Thursday, March 30, 2017

The hay is in the barn: standing at the .2 of graduate school

When I used to run marathons, reaching the taper meant "the hay is in the barn:" all of the intense training was done, and it was just a couple of weeks of maintenance before the big day. It was always so exciting to get through the "monster month" of training: a time of high mileage and intensity. The monster month was the point when everything came together, and getting through it meant slamming the door on the hard part. When they ha was in the barn, it meant recovering from the intensity and trying to get the body geared up so that on race day, you felt fresh and ready to go.

The hay is in the barn. I am defending my dissertation on April 12th, and have submitted the written dissertation to my committee. No more edits. I've written, edited, revised, thrown out the bad parts, cleaned up the prose, and had it vetted by four professors. The only thing standing in front of me graduating in May is a two-hour oral defense, in which my committee and two outside examiners will ask me to discuss my research. I'm pinching myself, mainly because the dream of getting a Ph.D.,  one that I've had since 2004, during the first semester of my freshman year at the College of the Holy Cross, is about to become a reality.

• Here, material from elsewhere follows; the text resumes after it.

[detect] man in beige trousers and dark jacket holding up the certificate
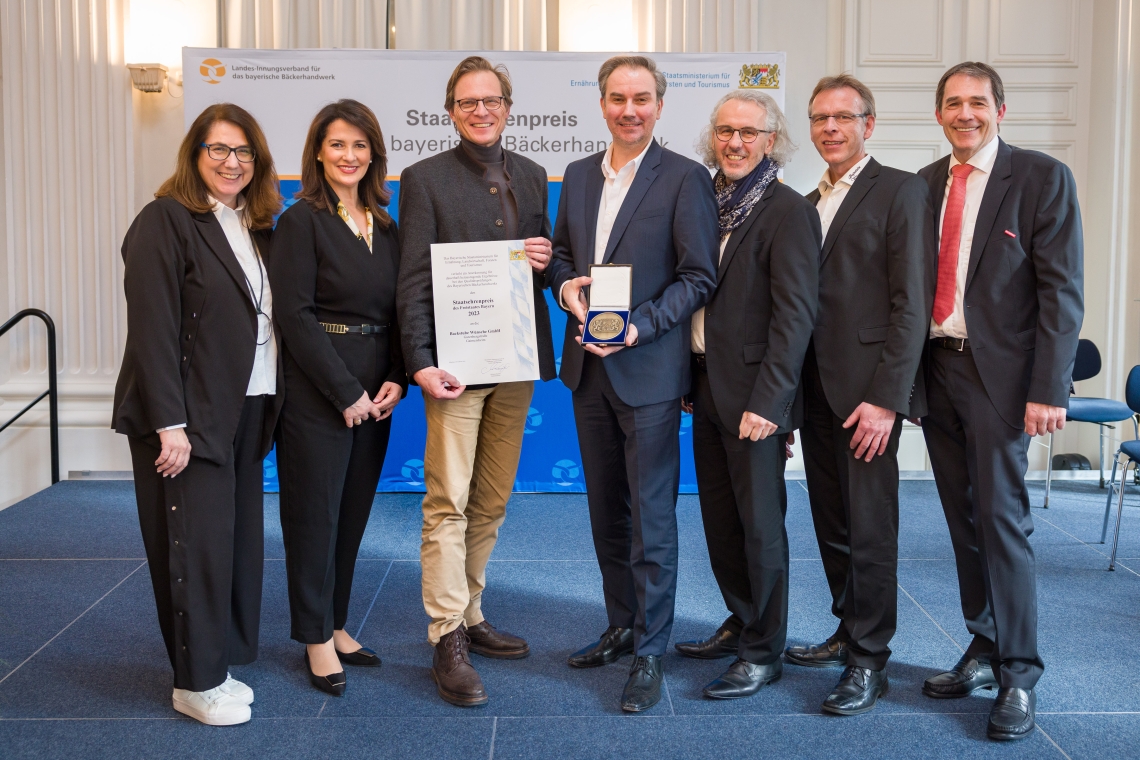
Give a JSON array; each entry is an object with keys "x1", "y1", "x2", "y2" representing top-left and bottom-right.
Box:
[{"x1": 397, "y1": 56, "x2": 554, "y2": 706}]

Decades of a life-long education is coming to a conclusion before my eyes. Yes, I know, those who love to learn never stop learning. But the daily rigors of school: of writing, studying, meeting with professors, all of that is almost over. And I'm keenly aware of of the "lasts" that have been coming up.

On Tuesday, I had my last meeting with my advisor - the last time I'd seek her out as my professor. We met in 2008, when I was 22 and bright-eyed, both optimistic and terrified. We chatted yesterday about the parameters of the defense: what to prepare for and things to think about in the coming weeks. She asked how I was feeling, now that I had submitted the written product. "To be honest," I said, "It may not be polite to say, but I feel pretty good." I don't say that out of arrogance, but rather, the department only lets you defend when they are truly convinced that you're ready. They put all of these hurdles up, and if you can get through them without knocking them down, it's game time. So, yes, I have a lot of work to do to prepare, but it's game time. The two hours of the defense will certainly be challenging (and yes, there are lots of butterflies), but I'm also excited for the big day. I have a countdown on my calendar, and as the days slip by, the anticipation builds. 

I'm at the .2 of graduate school, but really, I'm about to toe the line of the big race and trading in my racing flats for heels.

Less than 2 weeks to go, and lots of fluttering.